Cattle farmer takes extra measures to protect his livelihood ahead of Hurricane Florence
As people take steps to protect their families and property, some face a tougher battle with Mother Nature, especially when their business is out in the open. Florence could make it hard for local farmers. Local farmer Chris Sumpter says this past week has been busy. He's been doing everything he can to protect his livelihood ahead of the storm.
While people prepare for Hurricane Florence, Sumpter his thinking about his livestock. He's a fourth generation cattle farmer in Sumter County.
"These cows are gonna have a calf crop and we're dependent on that," said Sumpter. "We don't want injured or deceased animals and things that we're doing is going to prevent that."

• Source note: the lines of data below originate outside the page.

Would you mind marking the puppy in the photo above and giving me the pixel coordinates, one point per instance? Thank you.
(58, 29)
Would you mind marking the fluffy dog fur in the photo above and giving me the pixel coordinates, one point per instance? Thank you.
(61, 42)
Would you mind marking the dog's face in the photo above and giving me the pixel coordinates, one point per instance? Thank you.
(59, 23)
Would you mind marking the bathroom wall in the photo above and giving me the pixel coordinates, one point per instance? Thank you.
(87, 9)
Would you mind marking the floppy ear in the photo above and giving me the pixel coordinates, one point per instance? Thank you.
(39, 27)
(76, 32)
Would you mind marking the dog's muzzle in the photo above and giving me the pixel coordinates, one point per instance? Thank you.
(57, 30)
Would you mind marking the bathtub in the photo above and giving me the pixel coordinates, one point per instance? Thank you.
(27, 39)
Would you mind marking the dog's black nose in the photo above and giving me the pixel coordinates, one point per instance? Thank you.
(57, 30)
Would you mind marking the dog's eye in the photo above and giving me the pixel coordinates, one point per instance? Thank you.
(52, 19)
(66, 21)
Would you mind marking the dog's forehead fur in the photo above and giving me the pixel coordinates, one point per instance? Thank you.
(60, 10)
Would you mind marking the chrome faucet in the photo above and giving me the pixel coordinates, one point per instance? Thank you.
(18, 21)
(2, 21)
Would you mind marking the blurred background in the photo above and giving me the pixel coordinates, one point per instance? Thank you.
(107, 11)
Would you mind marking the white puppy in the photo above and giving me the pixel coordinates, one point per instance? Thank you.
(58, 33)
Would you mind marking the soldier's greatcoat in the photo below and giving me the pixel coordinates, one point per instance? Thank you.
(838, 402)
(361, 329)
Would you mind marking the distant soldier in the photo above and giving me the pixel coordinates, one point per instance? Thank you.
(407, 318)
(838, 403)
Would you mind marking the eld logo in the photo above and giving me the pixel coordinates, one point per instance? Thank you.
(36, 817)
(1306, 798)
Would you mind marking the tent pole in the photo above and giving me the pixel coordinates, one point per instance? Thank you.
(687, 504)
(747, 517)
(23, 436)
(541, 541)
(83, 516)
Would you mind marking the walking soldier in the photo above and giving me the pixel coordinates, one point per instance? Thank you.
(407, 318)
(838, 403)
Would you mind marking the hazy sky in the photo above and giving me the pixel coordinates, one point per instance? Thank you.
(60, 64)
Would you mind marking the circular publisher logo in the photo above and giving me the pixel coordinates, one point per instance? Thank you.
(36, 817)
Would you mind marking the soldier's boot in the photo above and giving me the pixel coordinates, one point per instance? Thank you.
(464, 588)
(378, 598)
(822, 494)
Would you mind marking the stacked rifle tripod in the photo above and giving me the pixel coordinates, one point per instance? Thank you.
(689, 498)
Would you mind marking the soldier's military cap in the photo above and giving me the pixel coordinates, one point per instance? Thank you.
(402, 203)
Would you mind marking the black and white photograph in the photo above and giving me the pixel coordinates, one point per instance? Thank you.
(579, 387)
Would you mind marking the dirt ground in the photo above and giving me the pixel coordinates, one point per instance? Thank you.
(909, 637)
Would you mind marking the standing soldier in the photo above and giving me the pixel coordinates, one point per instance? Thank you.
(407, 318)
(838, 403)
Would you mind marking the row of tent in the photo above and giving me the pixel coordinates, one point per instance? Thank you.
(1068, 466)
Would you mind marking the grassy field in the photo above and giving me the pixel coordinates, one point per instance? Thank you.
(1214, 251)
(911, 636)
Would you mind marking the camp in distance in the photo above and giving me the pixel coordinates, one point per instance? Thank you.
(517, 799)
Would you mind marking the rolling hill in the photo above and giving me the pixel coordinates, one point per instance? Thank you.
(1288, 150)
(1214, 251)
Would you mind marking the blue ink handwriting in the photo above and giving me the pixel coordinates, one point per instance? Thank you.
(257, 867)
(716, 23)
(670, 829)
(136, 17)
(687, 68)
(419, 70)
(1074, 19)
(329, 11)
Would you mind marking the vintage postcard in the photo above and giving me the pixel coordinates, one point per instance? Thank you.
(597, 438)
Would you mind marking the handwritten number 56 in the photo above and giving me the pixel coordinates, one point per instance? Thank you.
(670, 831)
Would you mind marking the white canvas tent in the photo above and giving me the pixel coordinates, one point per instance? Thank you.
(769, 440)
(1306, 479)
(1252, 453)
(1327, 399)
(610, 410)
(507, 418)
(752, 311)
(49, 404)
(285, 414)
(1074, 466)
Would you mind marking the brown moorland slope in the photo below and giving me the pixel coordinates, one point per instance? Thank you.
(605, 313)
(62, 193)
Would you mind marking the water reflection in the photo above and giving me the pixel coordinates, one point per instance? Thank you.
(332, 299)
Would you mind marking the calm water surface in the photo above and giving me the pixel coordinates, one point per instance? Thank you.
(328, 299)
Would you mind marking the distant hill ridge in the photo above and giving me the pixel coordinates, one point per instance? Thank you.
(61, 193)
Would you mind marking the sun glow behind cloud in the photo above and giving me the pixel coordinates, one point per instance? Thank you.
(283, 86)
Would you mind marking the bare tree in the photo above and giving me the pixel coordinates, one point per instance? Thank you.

Five days ago, Sumpter herded his cattle to a pasture on higher ground. It's also the highest elevation point in the entire county of Sumter. He says most people would say animals kept in a shelter stand a better chance for survival, but that's the worst thing you could do for livestock. Recent hurricanes have also prepared Sumpter for the worst.
"We've baled up a substantial amount of hay, so if the ground gets torn up, and there's not adequate forage then we have several bales of hay we can feed," said Sumpter.
"God forbid if we were to have some major fence damages, we have ID tags on the ears so we can identify them. I just pray to the good Lord that nothing happens."
Sumpter also says his well system that pumps water requires electricity. But if the power goes out, he has tanks in place to make sure his cattle have enough water to drink. From here, it's about waiting and hoping for the best.
"They've been on this farm for all their lives and I wish for them to die in peace on this farm, not in a big catastrophe," said Sumpter.